Chris con il suo suicidio che è stato rimandato a lungo ma che è sempre esistito in potenza: “il seme dell’autoannientamento è germogliato in una terra remota della psiche, del passato”; Kurt che come uno spettro impertinente segue il protagonista nel suo peregrinare tra i boschi, nel suo osservare gli alberi: “nell’intreccio delle ramificazioni ho intuito il gioco della grazia e dell’istinto selvaggio, entrambi presenti in natura” – così com’erano presenti anche in Cobain; Layne che era un morto vivente molto prima della sua morte, ma che è stato forse l’interprete più raffinato e allo stesso tempo più disperato del male esistenziale: “Kurt è bruciato in una folgore che ha avvampato una notte; Layne è marcito poco per volta, al ritmo lento di una nenia meravigliosa, capace di cullare i peggiori sogni tossici, le dannate astinenze, ogni fallimentare tentativo di risalita verso la superficie”.
TRAMA. Il 18 maggio 2017 Chris Cornell, cantante dei Soundgarden, viene trovato morto in una stanza d’hotel a Detroit.
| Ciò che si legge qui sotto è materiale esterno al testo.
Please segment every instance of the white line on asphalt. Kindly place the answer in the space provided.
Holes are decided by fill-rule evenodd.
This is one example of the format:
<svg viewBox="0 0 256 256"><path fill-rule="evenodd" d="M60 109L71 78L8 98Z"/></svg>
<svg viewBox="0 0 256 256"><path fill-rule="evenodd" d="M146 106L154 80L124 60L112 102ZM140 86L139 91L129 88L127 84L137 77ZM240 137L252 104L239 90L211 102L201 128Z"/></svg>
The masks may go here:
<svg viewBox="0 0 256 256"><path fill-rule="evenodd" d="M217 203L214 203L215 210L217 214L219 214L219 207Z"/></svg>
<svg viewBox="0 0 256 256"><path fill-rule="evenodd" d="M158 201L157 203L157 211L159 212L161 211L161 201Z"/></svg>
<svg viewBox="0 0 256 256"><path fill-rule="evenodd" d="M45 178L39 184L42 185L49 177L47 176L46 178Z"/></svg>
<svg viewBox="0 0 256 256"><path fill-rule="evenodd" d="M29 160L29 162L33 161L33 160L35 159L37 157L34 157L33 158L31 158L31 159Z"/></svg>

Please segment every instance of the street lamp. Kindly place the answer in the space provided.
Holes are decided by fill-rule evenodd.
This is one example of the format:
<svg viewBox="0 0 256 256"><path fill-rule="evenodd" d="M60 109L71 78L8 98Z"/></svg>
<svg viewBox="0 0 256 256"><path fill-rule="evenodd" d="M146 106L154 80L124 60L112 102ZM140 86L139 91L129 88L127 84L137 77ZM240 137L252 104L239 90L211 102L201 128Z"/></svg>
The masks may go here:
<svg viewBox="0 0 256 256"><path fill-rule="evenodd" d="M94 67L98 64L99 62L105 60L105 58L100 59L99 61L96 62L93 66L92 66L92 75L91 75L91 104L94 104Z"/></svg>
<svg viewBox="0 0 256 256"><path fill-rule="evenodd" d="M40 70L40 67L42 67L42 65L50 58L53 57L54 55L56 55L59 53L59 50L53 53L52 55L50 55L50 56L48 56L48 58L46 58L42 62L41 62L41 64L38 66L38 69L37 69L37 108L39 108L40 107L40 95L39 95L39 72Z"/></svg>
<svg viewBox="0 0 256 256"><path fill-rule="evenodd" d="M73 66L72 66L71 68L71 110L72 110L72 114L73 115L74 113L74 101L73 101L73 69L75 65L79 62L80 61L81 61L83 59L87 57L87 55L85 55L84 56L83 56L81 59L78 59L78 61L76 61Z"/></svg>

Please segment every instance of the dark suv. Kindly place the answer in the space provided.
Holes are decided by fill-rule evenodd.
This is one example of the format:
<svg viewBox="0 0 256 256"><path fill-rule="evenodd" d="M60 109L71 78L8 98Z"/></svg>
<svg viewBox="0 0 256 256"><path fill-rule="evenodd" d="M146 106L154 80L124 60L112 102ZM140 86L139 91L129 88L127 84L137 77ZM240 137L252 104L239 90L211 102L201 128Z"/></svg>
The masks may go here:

Sono trascorsi oltre vent’anni da quel pugno di tempo contrassegnato dal grunge e dall’ultima onda di ribellione musicale. Kurt Cobain dei Nirvana e Layne Staley degli Alice in Chains sono morti da anni e ora il destino è venuto a prendersi Cornell. Un protagonista di cui non sappiamo il nome, con il suo sole e il suo tempo in bilico sul mondo, si allontana da casa e dalla famiglia, dagli impegni presi e dal lavoro. Vuole solo camminare e scrivere, scrivere e parlare con l’ultimo di quei ragazzi che fronteggiavano il pubblico, l’ultimo ora rimasto in vita, l’ultimo ancora sul palco. Eddie Vedder. We Were Grunge è il racconto di questo cammino di stenti, questa disputa di anime che toccano il fondo e si contendono quello che resta, nella meschinità , nella passione, nella vergogna e nella verità , sino alla conta finale per capire se esiste ancora una differenza fra soccombere e resistere.
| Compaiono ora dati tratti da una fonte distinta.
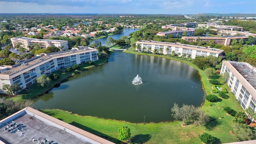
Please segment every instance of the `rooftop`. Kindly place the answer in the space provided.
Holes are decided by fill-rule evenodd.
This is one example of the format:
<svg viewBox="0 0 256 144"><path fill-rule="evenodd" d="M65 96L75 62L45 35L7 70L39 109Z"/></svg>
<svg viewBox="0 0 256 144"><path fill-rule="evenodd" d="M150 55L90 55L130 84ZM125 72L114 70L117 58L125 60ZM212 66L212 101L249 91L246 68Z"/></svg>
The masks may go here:
<svg viewBox="0 0 256 144"><path fill-rule="evenodd" d="M9 72L6 73L1 72L0 74L1 74L12 75L17 73L24 73L24 72L22 71L23 70L26 70L26 68L31 67L38 64L40 63L44 64L46 61L49 61L49 60L52 60L53 58L54 58L54 57L64 57L66 56L65 55L68 56L69 54L77 54L76 53L80 54L83 53L82 52L90 52L95 50L97 50L93 48L86 47L86 48L82 49L65 50L46 54L43 54L40 56L35 57L12 66L4 66L3 67L8 68L8 72ZM28 69L28 70L30 69Z"/></svg>
<svg viewBox="0 0 256 144"><path fill-rule="evenodd" d="M256 68L246 63L229 61L232 66L256 90Z"/></svg>
<svg viewBox="0 0 256 144"><path fill-rule="evenodd" d="M222 52L223 51L223 50L218 49L218 48L210 48L208 47L194 46L194 45L191 45L189 44L180 44L180 43L178 43L167 42L156 42L156 41L151 41L151 40L148 41L148 40L139 40L138 42L149 42L149 43L156 43L156 44L173 44L173 45L176 45L177 46L187 46L187 47L194 48L197 48L203 49L205 50L216 51L217 52L218 52L219 51L222 51L221 52Z"/></svg>
<svg viewBox="0 0 256 144"><path fill-rule="evenodd" d="M30 107L0 121L0 136L5 144L113 144Z"/></svg>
Alessandro Bruni è uno scrittore e avvocato civilista. È autore dei romanzi editi da Persiani Editore “Ulisse aveva una figlia” (2015), “Killing Rock Revolution (2017) e “La prossima estate. Un requiem per il noir” (2019) - che compongono la trilogia della commedia itinerante, della spy story complottista e dell’equivoco secondo il registro della tragedia. Il suo ultimo romanzo è “We Were Grunge” (Persiani Editore, 2020).